In a video clip, he tells the Senate Health Committee: “Yes we are hearing there is a vaccine…Pfizer say there is a vaccine but personally to tell you the truth, I have many doubts about it because they were talking about a disease [sic] that stops people from getting the virus.
“Now, I would like to know how they knew in the first place that I was going to get the virus…we are talking about treatment when I have a virus…but when you tell me that I stopped you from getting the virus…how would you know I was going to get the virus in the first place?
“So for me I have reservations about it,” he said.
Pfizer on Monday said its experimental vaccine was more than 90 per cent effective in preventing Covid-19 based on initial data from a large study.
Pfizer and German partner BioNTech SE are the first drugmakers to show successful data from a large-scale clinical trial of a coronavirus vaccine. The companies said they have so far found no serious safety concerns and expect to seek US emergency use authorisation later this month.

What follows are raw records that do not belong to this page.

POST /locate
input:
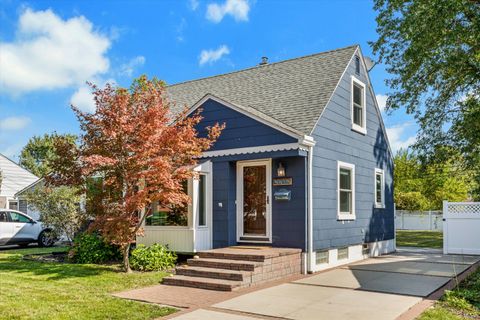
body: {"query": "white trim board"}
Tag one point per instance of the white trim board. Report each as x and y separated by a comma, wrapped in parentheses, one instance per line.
(248, 150)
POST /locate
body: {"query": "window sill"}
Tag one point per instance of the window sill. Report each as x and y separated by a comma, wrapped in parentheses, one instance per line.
(345, 217)
(359, 129)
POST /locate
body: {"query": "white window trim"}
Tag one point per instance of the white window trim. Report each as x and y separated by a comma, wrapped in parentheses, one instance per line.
(340, 215)
(382, 203)
(361, 129)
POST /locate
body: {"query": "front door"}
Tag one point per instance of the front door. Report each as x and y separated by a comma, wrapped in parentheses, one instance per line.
(253, 200)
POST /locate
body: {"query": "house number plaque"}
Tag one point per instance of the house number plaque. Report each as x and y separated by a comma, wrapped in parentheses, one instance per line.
(282, 181)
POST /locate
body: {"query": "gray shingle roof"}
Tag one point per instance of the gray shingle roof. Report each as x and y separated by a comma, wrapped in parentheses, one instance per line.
(293, 92)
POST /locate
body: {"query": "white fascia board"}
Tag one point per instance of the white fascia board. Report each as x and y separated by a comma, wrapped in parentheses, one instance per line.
(248, 150)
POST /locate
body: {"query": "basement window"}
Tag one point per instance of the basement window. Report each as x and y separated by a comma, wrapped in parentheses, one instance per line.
(321, 257)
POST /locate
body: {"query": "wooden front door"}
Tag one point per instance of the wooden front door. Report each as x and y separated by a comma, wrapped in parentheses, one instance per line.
(253, 200)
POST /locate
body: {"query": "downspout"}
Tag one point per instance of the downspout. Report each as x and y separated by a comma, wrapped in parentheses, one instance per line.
(310, 210)
(309, 143)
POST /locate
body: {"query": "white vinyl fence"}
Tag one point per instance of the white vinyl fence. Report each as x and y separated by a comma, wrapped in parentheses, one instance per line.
(418, 220)
(461, 232)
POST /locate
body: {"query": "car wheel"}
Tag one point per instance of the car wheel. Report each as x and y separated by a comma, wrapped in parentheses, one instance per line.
(45, 239)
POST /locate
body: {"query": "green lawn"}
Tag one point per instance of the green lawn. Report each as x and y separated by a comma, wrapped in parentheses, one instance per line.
(424, 239)
(39, 290)
(461, 303)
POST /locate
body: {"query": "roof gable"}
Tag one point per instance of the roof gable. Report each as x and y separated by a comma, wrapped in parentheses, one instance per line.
(293, 92)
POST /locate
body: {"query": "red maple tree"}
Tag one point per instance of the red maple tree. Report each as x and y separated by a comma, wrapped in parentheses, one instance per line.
(140, 149)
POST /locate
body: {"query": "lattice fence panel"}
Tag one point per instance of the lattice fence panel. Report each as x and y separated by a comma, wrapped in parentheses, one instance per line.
(471, 208)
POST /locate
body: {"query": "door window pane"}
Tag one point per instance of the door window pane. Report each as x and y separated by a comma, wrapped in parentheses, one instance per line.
(254, 200)
(202, 201)
(13, 205)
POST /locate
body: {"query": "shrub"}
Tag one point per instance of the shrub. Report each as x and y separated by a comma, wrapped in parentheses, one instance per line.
(153, 258)
(91, 248)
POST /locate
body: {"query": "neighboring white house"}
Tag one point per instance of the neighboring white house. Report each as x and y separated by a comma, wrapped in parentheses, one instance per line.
(14, 178)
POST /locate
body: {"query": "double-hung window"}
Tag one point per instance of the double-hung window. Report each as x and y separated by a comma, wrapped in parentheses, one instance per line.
(346, 191)
(359, 114)
(379, 188)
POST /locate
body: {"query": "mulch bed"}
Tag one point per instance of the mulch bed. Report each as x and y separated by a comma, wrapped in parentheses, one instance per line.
(59, 257)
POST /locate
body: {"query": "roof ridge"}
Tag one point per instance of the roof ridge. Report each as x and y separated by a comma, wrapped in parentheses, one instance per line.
(260, 66)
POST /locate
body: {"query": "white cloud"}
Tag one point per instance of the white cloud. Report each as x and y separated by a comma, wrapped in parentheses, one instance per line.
(382, 101)
(238, 9)
(13, 151)
(128, 68)
(14, 123)
(401, 136)
(210, 56)
(193, 4)
(83, 99)
(50, 53)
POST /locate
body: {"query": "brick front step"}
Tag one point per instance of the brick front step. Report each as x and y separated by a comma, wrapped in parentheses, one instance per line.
(228, 269)
(214, 273)
(224, 264)
(202, 283)
(247, 254)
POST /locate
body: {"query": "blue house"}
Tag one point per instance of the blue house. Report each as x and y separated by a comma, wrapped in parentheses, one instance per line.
(304, 162)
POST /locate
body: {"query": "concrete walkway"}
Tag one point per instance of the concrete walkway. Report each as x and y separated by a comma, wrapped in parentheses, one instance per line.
(377, 288)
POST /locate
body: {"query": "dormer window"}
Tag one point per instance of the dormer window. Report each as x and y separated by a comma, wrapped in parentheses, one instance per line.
(357, 65)
(359, 121)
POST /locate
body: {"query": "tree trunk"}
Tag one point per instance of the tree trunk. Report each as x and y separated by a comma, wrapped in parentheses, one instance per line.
(126, 261)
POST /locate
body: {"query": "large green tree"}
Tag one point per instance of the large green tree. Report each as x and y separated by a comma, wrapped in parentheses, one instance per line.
(432, 50)
(39, 152)
(423, 185)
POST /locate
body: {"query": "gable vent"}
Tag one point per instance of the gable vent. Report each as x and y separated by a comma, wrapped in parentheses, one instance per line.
(264, 61)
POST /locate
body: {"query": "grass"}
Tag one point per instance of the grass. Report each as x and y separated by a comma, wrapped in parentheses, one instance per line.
(461, 303)
(39, 290)
(424, 239)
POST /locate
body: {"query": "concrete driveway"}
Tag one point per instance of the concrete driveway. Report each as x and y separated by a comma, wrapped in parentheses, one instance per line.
(377, 288)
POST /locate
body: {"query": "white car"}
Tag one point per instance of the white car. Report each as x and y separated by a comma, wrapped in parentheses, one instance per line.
(18, 228)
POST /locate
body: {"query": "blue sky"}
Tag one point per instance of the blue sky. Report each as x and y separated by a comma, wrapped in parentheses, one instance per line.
(49, 49)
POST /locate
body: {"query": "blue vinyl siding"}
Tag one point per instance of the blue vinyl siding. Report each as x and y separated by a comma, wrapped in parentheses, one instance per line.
(335, 140)
(241, 131)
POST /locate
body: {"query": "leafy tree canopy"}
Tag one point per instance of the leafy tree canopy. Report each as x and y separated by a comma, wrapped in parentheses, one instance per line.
(423, 185)
(432, 51)
(39, 152)
(141, 151)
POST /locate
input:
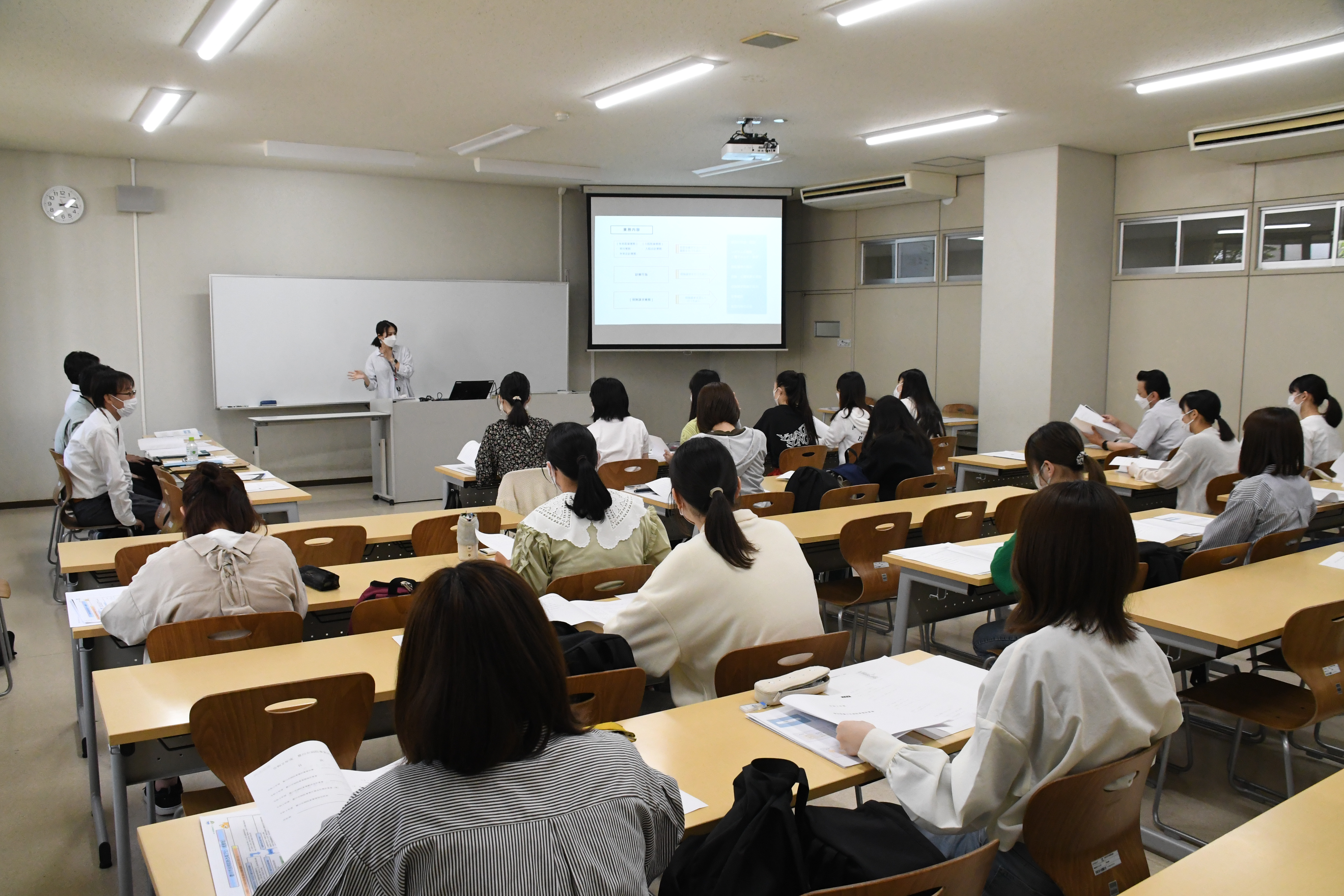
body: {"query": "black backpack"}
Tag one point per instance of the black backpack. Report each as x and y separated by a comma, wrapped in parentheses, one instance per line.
(764, 847)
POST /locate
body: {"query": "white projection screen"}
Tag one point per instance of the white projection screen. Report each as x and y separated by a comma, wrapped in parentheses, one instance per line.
(686, 272)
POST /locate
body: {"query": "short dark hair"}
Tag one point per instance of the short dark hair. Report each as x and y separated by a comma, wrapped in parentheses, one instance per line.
(76, 363)
(609, 399)
(1074, 562)
(1272, 437)
(214, 496)
(1155, 382)
(480, 680)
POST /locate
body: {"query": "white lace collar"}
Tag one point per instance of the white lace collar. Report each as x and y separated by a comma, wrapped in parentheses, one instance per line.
(557, 520)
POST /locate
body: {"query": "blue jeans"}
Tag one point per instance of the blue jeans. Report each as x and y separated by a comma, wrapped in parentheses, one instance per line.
(1014, 874)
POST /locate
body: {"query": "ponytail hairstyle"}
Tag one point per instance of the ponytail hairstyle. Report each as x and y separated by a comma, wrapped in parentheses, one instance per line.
(706, 479)
(214, 496)
(573, 451)
(1315, 386)
(795, 386)
(1061, 444)
(517, 390)
(1209, 406)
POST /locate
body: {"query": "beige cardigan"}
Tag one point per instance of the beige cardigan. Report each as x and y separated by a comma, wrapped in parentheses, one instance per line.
(199, 578)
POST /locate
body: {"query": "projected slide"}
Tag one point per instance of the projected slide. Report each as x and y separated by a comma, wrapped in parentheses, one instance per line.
(686, 272)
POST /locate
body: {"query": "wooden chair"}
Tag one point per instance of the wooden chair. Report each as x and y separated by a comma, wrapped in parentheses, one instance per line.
(738, 671)
(803, 456)
(224, 635)
(850, 496)
(617, 475)
(863, 543)
(241, 731)
(616, 695)
(767, 503)
(327, 546)
(439, 535)
(1214, 561)
(601, 584)
(918, 487)
(1076, 823)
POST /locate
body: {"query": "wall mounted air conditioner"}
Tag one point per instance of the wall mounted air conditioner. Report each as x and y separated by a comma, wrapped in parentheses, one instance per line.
(874, 193)
(1307, 132)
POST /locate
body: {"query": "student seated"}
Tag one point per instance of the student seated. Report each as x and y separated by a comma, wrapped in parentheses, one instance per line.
(740, 582)
(503, 792)
(587, 527)
(1084, 687)
(620, 437)
(518, 442)
(720, 416)
(1160, 430)
(851, 422)
(1209, 452)
(1273, 497)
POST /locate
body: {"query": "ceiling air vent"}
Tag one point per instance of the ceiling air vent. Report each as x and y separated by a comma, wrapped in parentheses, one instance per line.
(874, 193)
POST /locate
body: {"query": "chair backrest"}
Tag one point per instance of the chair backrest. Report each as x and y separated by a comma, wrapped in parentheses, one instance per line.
(601, 584)
(381, 615)
(1276, 546)
(955, 523)
(1219, 485)
(1214, 561)
(917, 487)
(803, 456)
(738, 671)
(439, 535)
(850, 496)
(617, 695)
(241, 731)
(128, 561)
(617, 475)
(960, 876)
(1076, 825)
(224, 635)
(326, 546)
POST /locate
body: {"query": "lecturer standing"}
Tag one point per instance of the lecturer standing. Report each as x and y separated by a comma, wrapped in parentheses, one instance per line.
(388, 373)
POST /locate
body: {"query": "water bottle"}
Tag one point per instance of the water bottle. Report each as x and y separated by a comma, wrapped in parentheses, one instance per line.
(468, 546)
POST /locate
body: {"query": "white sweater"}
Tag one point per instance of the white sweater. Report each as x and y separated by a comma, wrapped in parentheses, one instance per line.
(695, 608)
(1199, 460)
(1057, 702)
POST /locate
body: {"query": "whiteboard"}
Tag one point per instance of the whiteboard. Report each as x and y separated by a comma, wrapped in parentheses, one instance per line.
(294, 339)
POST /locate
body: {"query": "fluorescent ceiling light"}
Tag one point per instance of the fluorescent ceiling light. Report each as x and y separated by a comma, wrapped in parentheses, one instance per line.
(224, 25)
(937, 127)
(497, 136)
(1244, 65)
(855, 11)
(341, 155)
(656, 80)
(161, 107)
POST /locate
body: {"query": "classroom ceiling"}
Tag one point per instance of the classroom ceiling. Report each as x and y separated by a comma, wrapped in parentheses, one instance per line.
(423, 76)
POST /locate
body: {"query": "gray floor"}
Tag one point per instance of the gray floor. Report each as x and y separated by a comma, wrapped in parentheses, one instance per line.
(46, 837)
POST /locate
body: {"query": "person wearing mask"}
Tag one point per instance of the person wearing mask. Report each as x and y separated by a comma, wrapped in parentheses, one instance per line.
(620, 437)
(740, 582)
(1320, 414)
(503, 789)
(1084, 687)
(588, 526)
(1160, 432)
(913, 389)
(720, 418)
(1273, 497)
(518, 442)
(1209, 452)
(851, 422)
(388, 373)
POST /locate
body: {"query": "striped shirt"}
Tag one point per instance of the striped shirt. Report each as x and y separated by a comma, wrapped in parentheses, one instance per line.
(585, 816)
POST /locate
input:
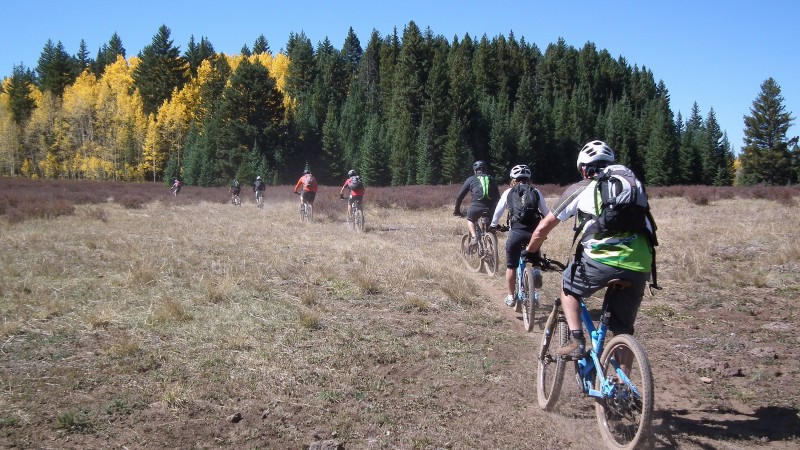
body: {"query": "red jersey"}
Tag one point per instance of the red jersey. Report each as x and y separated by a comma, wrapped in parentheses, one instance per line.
(307, 182)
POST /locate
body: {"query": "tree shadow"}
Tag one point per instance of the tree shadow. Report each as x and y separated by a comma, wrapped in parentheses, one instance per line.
(766, 424)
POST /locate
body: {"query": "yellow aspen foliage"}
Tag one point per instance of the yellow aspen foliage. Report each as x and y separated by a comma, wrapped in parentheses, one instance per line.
(79, 110)
(120, 121)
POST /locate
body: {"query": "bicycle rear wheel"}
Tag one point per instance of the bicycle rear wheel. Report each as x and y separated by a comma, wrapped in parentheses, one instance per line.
(490, 253)
(531, 301)
(625, 413)
(470, 255)
(550, 374)
(358, 220)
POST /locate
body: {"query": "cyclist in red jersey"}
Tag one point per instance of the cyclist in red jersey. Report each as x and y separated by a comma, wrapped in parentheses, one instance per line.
(309, 188)
(356, 187)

If authorised, the number of vaccine doses will initially be limited. Many questions also remain including how long the vaccine will provide protection. However, the news provides hope that other vaccines in development against the novel coronavirus may also prove effective.
“Today is a great day for science and humanity,” Albert Bourla, Pfizer’s chairman and chief executive, said in a statement. “We are reaching this critical milestone in our vaccine development program at a time when the world needs it most with infection rates setting new records, hospitals nearing over-capacity and economies struggling to reopen.”
Pfizer expects to seek broad US emergency use authorisation of the vaccine for people aged 16 to 85. To do so, it will need to have collected two months of safety data on around half of the study’s roughly 44,000 participants, expected in late November.
But the vaccine’s complex and super-cold storage requirements are an obstacle for even the most sophisticated hospitals in the United States and may impact when and where it is available in rural areas or poor countries where resources are tight.
The main issue is that the vaccine, which is based on a novel technology that uses synthetic mRNA to activate the immune system against the virus, needs to be kept at minus 70 degrees Celsius (-94 F) or below.
“The cold chain is going to be one of the most challenging aspects of delivery of this vaccination,” said Amesh Adalja, senior scholar at Johns Hopkins Center for Health Security.
“This will be a challenge in all settings because hospitals even in big cities do not have storage facilities for a vaccine at that ultra-low temperature.”